Just asked 11 hours ago:
How to renew a certificate?
In this topic this question was asked and should be listed the FAQ.

  • Could you point me to a link containing instructions to automate the next renewals? (for Windows Server 2019 on Google Cloud)

Indeed, I was just talking with a colleague about "what even is a FAQ?" One view is that it's a place to read the questions you didn't even know to ask. In that case, the FAQ should be short because you won't read 1000 Q's and A's. But another view is that a FAQ is a sort of alternate index to the documentation that is searchable by the question you have rather than the category of knowledge you seek.

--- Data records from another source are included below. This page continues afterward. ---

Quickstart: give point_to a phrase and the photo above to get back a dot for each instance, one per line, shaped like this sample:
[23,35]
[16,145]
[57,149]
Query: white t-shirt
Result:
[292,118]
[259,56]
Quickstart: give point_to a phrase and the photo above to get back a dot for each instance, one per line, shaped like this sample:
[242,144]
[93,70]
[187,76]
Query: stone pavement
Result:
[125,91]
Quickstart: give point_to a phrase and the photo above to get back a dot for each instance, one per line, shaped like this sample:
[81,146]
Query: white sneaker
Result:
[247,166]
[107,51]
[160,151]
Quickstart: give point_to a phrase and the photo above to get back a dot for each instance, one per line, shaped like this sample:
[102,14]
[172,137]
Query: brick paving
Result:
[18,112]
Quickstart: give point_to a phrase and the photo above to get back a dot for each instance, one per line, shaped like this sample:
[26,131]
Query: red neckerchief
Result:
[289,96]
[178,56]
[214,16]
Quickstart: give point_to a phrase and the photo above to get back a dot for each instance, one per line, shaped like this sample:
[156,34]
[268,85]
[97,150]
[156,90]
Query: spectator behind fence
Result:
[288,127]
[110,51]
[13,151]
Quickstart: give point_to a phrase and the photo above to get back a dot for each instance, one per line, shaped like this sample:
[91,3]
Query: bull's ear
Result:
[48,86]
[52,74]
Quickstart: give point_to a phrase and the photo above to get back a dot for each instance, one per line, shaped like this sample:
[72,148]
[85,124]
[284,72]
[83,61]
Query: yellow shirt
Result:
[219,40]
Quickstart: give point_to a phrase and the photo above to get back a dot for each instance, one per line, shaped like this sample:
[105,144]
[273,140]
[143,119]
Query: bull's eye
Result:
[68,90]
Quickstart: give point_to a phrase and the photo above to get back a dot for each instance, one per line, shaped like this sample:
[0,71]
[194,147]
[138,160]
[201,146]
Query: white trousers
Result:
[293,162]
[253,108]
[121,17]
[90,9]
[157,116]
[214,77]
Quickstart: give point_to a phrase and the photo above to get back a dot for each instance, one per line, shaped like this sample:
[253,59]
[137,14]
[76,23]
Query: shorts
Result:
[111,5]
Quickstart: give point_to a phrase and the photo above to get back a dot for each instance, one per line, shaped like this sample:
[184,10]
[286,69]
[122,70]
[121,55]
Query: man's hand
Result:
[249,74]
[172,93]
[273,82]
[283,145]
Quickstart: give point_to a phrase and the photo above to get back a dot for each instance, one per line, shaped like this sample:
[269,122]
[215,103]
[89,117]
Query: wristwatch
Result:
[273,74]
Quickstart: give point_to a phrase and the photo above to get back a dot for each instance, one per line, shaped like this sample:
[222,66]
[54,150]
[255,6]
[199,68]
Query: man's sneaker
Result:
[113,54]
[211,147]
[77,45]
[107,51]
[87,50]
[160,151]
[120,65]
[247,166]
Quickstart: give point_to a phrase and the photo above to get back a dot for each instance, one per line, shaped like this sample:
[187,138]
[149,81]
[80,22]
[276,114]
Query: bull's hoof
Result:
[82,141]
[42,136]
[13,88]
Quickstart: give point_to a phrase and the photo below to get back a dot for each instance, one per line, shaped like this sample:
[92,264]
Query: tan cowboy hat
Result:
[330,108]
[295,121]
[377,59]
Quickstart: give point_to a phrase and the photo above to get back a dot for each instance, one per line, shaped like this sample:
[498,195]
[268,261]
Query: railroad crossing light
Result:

In that view, a long FAQ is great because it provides more opportunities for someone to hit the question they have in their brain - or for a keyword search with Ctrl-F to work.


A FAQ is also an authoritative form of search engine optimization (SEO) that hooks your questions (and answers) into the search engine's queries. Google is your main consumer here (if all goes well).


I've had success recently using Algolia (https://www.algolia.com/for-open-source/) to index docs for an integrated docs search in https://docs.certifytheweb.com/

[the benefit being you can split your docs over multiple pages and not have to rely on Ctrl-F]


Just wanted to second this one specifically (though the other questions are great too of course), as I posted this link in the other thread

And it just seemed… dated, with "We realize that our service is young", and now of course "automated renewal tools are widely deployed and working well". And more could be added about helping certificate to not outlive domain registrations, and the general move in the industry to shorter certificates.


Ooh, good call! That post is very much due for an update.

  • I'm having trouble getting certbot (or some other client) to work, will deleting it and reinstalling it help?

  • My server got compromised / had malware installed / etc., what should I do now that my certificate and ACME account private keys may have been exposed?

(Let me know if you've had enough and aren't looking for more; the forum just warned me that I've submitted a lot of replies to this topic :slight_smile: )


That's a new one on me. I've submitted well over 75 posts alone in a topic before and this one is only 57 including the OP. I wonder what the warning condition is.


It said I had posted over 20% of the replies, and that I should invite other people into the conversation.

Consider yourself invited. :slight_smile:


So I'm not allowed to have a conference with four of my alternate personalities unless we have different accounts? :worried: How will I ever become well-adjusted? :sob:

Oh... an invite. :smiley: :musical_note:


Keep 'em coming! I'm pretty sure I won't be able to write answers to all of these, but I like seeing the ideas, and it's likely I'll wind up combining / taking the gist of some.